Estimating sediment carbon accumulation rates in the Plum Island Estuary (MA) salt marsh

Background/Question/Methods

Globally, sea level is now rising at approximately 3.2 mm per year and expected to accelerate (IPCC). Whether or not marshes are keeping up with this rate of sea-level rise is an important question.  Salt marshes sequester a significant amount of carbon per unit area when compared to other ecosystems and provide other important ecosystem services such as providing nursery grounds for fish and removing nutrients. This study examined the resiliency salt marshes in the Plum Island estuary to sea level rise. Sediment cores were extracted from Spartina alterniflora tall, Spartina alterniflora short, Spartina patens, and a salt marsh and sectioned into 2 cm sections.  Sedimentation rates were estimated by finding the 137Cs peak and assuming that this represented 1963.  The amount of carbon in each section was measured using an elemental analyzer.  Selected sections were analyzed for del 13C to determine past vegetation composition.  Carbon accumulation rates averaged over the last 50 years were compared to annual net C exchange between the marsh and the atmosphere measured using eddy covariance techniques. 

Results/Conclusions

The results showed that Plum Island estuary salt marsh is currently keeping up with rising sea levels having an average sediment accumulation rate of 3.3 mm/yr in all of the vegetated areas with slightly lower rates in ponds. C carbon accumulation rates were highest in short Spartina alterniflora and, Spartina patens, where they averaged over 75 g C m-2 y-1, and somewhat lower in tall Spartina alterniflora sediments.  Lowest accumulation rates were in the pond which averaged about55 g C m-2 y-1. Carbon accumulation rates from this study were compared to net carbon exchange calculated from annual eddy flux data.
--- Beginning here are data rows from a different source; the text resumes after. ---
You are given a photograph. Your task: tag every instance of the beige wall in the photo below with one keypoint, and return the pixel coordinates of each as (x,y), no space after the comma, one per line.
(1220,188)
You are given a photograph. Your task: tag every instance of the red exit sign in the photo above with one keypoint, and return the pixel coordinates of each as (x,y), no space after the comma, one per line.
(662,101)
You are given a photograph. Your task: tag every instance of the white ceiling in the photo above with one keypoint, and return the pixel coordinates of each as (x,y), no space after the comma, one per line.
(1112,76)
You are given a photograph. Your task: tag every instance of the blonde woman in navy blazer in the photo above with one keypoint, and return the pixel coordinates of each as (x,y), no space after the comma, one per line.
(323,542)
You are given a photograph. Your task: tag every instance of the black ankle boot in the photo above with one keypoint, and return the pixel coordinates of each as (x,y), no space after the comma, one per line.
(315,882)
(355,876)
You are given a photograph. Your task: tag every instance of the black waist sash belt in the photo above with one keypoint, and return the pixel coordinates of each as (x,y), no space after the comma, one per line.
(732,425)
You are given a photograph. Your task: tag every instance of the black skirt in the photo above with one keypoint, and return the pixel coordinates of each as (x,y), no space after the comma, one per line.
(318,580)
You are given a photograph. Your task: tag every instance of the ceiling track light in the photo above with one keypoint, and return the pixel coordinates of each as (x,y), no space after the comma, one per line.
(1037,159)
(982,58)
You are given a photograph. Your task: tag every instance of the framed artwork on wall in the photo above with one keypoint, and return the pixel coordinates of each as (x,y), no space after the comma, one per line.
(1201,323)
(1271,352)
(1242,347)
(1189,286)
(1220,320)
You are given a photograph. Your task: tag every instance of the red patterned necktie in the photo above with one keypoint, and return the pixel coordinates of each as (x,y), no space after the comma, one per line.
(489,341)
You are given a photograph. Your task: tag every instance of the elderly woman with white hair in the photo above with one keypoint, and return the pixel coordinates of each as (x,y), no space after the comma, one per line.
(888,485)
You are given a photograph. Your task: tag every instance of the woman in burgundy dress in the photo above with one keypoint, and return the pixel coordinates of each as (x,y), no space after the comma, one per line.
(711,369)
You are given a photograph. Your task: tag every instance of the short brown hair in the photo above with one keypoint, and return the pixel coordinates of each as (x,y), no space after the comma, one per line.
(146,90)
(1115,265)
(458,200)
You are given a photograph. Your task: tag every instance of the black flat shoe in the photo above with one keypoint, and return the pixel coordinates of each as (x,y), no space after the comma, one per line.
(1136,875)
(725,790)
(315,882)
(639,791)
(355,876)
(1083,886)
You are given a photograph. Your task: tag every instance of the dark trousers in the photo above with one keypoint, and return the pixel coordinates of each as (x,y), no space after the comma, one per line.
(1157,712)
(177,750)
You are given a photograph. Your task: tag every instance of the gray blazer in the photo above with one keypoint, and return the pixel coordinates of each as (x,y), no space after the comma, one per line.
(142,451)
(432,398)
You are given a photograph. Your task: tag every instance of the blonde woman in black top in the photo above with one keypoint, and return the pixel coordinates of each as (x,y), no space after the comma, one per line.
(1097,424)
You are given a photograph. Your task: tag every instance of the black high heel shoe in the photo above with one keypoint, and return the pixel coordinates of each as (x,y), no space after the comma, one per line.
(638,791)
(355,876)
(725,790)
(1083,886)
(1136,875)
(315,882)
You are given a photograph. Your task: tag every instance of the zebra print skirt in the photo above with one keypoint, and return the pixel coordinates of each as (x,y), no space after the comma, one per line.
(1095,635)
While both the sediment C accumulation data and the eddy covariance data suggest that the marsh has been and is currently a sink to the atmosphere, carbon storage rates from eddy covariance were nearly double those of sediment C accumulation rates.  This may be because the eddy covariance does not take into account losses of C from the system in water.   At all locations  13C isotopes suggested that  much of carbon being buried in the sediments likely came from  C¬4 plants that are native to the marsh with a much smaller percentage attributed to algal or terrestrial material.